Bab 38

202 33 2
                                    

Langit turun dari mobilnya dan segera menghampiri tempat proyek. Terlihat sekali wajah terkejut dari kedua orang itu melihat kedatangan Langit yang tiba-tiba.

"Ma... Mas Langit?"

"Apa kabar Pak Septo?" Tanya Langit basa-basi.

"Emm, kabar baik Mas. Mas Langit kok bisa disini?"

"Oh iya. Sekalian ada perjalanan bisnis yang lain."

Raut wajah pria di samping Pak Septo seakan berubah masam mendengar jawaban Langit.

"Pak ini...?"  Tanya Langit meminta Pak Septo menjelaskan.

"Oh ini Pak Bagas. Rekan kerja saya." Pak Septo sengaja berbohong untuk menyembunyikan identitas asli Pak Ridwan suami Bunda Tika untuk mengecoh Langit.

"Pak." Langit dengan rendah hati mengulurkan tangannya untuk menyapa Pak Ridwan. Pak Ridwan pun memberi senyuman dan membalas ulurna tangan dari Langit.

"Biasanya kalau mau kesini ngabarin dulu Mas?"

"Oh. Iya Pak. Tadi sekalian aja mampir. Jadi nggak sempet ngabarin. Gimana kondisi proyek?"

"Aman Mas Langit. Mas Langit sendiri? Kemarin kalau tidak salah mau ngajak Mbak Tari seandainya kesini lagi."

"Oh itu. Mentari sedang banyak kerjaan di kantor Pak. Lain kali mungkin saya ajak kesini."

"Lain kali kalau kesini ngabarin Mas Langit. Biar saya bisa persiapkan, masa Mas Langit dateng langsung terpapar debu."

"Nggak perlu repot-repot Pak Septo. Saya udah biasa datang langsung ke lokasi proyek."

"Ya tetap saja nggak enak saya Mas."

Langit mencoba bersikap setenang mungkin agar tidak menimbulkan  kecurigaan.

"Saya boleh liat-liat ke atas Pak?"

"Wah. Jangan Mas Langit."

"Kenapa?"

"Bukan bermaksud gimana-gimana. Saya takut Mas Langit nanti terluka karena diatas masih dalam pembangunan yang belum selesai."

"Justru itu Pak. Saya mau lihat bagaimana prosesnya."
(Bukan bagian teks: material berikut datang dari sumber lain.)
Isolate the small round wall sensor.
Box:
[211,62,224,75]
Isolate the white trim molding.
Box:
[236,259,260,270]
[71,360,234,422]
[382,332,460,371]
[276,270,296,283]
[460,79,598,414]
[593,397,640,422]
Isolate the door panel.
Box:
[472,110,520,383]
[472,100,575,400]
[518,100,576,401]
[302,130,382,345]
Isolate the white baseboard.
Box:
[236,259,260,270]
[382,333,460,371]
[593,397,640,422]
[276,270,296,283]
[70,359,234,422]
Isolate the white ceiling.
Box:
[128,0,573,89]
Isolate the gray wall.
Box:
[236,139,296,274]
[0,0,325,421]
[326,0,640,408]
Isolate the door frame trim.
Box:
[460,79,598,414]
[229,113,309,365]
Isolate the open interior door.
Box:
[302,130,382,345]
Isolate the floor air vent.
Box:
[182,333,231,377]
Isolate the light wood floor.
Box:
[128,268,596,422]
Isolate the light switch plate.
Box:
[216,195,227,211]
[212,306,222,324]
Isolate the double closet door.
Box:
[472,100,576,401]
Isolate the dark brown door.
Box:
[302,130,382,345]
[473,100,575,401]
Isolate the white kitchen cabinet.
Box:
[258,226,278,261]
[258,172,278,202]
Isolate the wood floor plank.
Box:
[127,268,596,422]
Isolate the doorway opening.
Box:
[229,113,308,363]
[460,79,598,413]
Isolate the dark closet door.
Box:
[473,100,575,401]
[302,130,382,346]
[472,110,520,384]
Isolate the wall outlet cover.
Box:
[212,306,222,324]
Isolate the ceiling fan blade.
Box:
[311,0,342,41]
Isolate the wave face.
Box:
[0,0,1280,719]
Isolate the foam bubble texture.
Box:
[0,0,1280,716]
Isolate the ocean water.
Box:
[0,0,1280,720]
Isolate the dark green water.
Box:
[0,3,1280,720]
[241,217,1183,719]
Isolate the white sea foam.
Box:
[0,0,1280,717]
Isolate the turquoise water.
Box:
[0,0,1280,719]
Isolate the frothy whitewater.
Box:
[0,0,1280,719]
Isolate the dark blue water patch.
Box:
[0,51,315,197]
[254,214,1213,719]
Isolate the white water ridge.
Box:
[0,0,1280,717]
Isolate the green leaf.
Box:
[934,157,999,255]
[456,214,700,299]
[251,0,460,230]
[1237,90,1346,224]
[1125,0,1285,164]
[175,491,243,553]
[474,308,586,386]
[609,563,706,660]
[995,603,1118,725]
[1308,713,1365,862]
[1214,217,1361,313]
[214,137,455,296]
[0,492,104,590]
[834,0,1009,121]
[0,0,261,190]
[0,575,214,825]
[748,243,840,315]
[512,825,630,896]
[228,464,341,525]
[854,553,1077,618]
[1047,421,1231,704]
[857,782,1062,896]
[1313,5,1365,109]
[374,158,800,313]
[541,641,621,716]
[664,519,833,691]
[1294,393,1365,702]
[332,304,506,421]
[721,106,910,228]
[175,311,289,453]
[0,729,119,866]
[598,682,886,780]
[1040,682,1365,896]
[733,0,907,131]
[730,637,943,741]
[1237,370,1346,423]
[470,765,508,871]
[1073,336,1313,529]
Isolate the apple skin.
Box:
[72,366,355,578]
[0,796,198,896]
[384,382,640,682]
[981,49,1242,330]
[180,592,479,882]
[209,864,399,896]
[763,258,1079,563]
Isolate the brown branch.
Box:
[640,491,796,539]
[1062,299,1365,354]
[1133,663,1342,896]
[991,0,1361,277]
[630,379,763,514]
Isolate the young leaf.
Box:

"Jangan Mas Langit. Nanti saja saya temani ke atas kalau semuanya sudah kondisi aman. Untuk sekarang kita lebih baik ngopi dulu. Mas Langit pasti capek kan? Ayo mari Pak Ridwan juga biar gabung sama kita." Ujar Pak Septo membujuk Langit dan segera membawanya ke cafe terdekat.

Tibanya di cafe tersebut, ketiga orang itu berbincang santai sambil menikmati beberapa hidangan yang sudah dipesan oleh Pak Septo.

"Mas Langit hebat juga ya di usia sekarang bisa membangun perusahaan sebesar ini." Ucap Pak Ridwan.

"Ah. Biasa aja Pak. Itu juga punya Papa. Saya cuma melanjutkan." Jawab Langit.

"O iya saya denger-denger Mas Langit sekarang punya sekretaris yang baru ya?"

"Emm, iya Pak. Bapak tau darimana?"

"Tadi saya ngobrol-ngobrol aja sama Pak Septo. Saya dengar Mas Langit nggak pernah pakai sekretaris. Kenapa tiba-tiba sekarang ada?"

"Bukan apa-apa sebenarnya Pak. Saya hanya merasa sekarang saya butuh pendamping untuk membantu pekerjaan saya."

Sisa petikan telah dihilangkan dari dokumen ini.